No more adjournment letters in after-notice bail cases: SC
The Hindu
Supreme Court restricts adjournments in bail cases, interim orders, and cases with exemptions, aiming to reduce delays.
Adjournments, denounced as a major factor for pendency, delay in court hearings, and a money-drainer for litigants, is no longer going to be easy in the Supreme Court.
A circular issued by the Supreme Court on Wednesday said it would not entertain letters of adjournment from lawyers in bail and anticipatory bail cases for which notice had been earlier issued by the court.
Letters of adjournment are last-minute requests by parties for postponement of cases listed before a Bench of the court. The letters are filed in the Registry and circulated to the opposing parties. The case, when called for hearing in the day, is usually adjourned if all the parties agree. Usually, they do as a matter of professional courtesy.
The court said such letters seeking adjournment would also not be entertained in cases in which exemption from surrendering has already been granted; cases in which an interim order favouring the party seeking the adjournment is already in operation; and in matters in which suspension of sentence has been sought.
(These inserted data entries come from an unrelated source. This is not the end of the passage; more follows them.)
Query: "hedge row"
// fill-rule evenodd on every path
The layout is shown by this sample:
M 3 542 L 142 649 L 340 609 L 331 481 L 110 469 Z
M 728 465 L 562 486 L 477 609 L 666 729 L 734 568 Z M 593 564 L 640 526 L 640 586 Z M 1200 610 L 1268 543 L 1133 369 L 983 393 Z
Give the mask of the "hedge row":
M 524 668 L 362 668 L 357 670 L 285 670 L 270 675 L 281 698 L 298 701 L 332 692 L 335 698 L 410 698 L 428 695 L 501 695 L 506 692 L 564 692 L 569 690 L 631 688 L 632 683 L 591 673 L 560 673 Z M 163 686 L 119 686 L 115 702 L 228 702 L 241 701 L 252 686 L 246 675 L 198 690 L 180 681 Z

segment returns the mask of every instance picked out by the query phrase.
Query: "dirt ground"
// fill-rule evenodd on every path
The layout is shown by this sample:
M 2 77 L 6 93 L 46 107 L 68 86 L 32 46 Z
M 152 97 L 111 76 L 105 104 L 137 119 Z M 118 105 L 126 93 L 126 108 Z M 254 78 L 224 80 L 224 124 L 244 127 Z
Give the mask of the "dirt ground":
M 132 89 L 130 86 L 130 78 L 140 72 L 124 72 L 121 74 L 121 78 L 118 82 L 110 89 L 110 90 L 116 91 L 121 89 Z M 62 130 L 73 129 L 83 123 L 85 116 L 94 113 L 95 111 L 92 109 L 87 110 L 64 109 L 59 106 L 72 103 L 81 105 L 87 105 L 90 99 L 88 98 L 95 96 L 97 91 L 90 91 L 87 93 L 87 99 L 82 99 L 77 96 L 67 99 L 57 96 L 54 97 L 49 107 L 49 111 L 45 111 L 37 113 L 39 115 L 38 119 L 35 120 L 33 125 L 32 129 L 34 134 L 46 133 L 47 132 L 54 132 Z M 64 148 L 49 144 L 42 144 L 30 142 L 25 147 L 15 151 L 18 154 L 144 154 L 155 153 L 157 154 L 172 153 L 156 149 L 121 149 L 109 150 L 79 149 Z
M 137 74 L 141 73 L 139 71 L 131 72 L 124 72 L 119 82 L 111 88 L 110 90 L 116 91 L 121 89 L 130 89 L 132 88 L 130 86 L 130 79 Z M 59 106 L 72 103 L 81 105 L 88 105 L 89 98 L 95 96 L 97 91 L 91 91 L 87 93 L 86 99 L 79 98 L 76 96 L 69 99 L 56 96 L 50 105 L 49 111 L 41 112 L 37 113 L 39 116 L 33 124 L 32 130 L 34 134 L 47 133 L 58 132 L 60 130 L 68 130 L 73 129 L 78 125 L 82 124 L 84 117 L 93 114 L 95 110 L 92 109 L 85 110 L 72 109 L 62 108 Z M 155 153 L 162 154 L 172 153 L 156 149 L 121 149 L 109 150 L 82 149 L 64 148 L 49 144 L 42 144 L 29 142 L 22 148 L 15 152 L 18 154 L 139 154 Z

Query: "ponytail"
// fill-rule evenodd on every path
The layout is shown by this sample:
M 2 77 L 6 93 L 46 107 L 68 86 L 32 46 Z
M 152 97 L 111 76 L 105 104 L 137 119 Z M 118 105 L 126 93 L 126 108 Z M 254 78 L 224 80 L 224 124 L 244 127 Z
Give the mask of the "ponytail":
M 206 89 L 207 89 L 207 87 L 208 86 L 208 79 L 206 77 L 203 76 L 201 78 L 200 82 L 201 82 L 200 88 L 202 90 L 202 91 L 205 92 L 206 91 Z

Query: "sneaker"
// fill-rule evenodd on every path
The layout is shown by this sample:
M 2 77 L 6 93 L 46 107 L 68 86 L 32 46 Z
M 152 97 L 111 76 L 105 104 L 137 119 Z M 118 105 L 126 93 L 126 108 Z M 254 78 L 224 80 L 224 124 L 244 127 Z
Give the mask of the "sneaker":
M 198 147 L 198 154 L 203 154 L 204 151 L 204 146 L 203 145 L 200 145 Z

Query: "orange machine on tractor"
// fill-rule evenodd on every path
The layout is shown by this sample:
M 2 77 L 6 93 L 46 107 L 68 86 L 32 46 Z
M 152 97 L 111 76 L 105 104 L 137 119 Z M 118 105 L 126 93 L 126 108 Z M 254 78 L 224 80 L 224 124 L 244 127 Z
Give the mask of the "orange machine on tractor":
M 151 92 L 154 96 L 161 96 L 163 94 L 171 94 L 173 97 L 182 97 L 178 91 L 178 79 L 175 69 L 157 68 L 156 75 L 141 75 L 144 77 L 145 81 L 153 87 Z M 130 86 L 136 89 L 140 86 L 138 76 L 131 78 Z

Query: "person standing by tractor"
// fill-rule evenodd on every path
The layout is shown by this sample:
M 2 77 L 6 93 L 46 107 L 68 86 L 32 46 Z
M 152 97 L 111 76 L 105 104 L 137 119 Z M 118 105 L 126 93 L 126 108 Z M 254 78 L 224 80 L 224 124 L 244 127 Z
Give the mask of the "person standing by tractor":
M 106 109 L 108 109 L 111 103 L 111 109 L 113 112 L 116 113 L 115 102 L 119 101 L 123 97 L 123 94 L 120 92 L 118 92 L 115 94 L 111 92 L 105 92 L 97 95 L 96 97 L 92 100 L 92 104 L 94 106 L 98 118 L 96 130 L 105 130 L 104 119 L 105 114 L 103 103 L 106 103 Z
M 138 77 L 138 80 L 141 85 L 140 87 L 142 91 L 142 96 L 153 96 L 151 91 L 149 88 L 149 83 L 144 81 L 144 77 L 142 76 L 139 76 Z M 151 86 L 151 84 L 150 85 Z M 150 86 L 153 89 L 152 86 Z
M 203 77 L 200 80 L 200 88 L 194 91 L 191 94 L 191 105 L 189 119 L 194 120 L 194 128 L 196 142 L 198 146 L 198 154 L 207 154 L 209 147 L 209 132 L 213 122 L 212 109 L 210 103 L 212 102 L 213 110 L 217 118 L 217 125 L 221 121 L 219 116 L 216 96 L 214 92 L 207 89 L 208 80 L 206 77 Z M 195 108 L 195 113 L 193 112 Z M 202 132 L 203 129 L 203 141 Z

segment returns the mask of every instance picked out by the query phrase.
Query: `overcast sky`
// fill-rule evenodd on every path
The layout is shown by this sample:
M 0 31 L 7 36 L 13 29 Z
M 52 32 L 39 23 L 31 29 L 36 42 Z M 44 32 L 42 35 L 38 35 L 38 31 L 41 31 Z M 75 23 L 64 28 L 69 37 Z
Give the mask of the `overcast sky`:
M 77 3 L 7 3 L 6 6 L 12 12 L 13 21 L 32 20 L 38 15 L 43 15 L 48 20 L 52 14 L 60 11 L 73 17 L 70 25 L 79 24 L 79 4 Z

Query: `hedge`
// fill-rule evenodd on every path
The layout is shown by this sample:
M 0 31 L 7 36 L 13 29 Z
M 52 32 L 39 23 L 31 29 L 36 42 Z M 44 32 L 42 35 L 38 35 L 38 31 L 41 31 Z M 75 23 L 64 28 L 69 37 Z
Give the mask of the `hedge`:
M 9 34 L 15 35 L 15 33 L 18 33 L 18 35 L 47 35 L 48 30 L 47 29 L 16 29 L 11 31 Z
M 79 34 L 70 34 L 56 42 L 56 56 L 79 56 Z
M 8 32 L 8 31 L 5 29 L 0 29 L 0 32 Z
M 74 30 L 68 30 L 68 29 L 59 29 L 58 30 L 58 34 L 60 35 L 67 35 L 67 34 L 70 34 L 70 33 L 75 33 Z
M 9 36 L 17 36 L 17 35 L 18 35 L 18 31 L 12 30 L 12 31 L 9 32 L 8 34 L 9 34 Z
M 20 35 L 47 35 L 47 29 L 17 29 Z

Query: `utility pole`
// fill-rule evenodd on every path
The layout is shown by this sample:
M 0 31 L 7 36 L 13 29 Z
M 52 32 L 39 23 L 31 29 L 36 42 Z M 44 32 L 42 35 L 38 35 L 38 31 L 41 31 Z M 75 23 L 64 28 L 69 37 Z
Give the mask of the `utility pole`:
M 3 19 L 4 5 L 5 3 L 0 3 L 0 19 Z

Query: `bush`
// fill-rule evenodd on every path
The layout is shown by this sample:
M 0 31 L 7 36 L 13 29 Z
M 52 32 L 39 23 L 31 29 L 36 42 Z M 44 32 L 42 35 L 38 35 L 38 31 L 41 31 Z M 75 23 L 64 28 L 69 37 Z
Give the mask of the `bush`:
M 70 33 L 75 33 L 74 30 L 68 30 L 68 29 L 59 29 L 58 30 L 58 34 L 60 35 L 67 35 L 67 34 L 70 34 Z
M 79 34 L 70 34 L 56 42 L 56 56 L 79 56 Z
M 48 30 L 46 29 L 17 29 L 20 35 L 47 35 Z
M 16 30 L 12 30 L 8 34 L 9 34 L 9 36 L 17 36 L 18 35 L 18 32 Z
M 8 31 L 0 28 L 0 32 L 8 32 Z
This would mean that the parties must necessarily appear in court in these categories of cases and the Bench would take a decision, in its own discretion, on whether to grant an adjournment.
In other cases, the circular said the request for adjournment of a case could be circulated till a day prior to the publication of the main list of cases. However, the request should contain the specific reason for seeking adjournment and the number of postponements sought earlier in the case.
The circular said a party or counsel can only circulate an adjournment letter once in a case.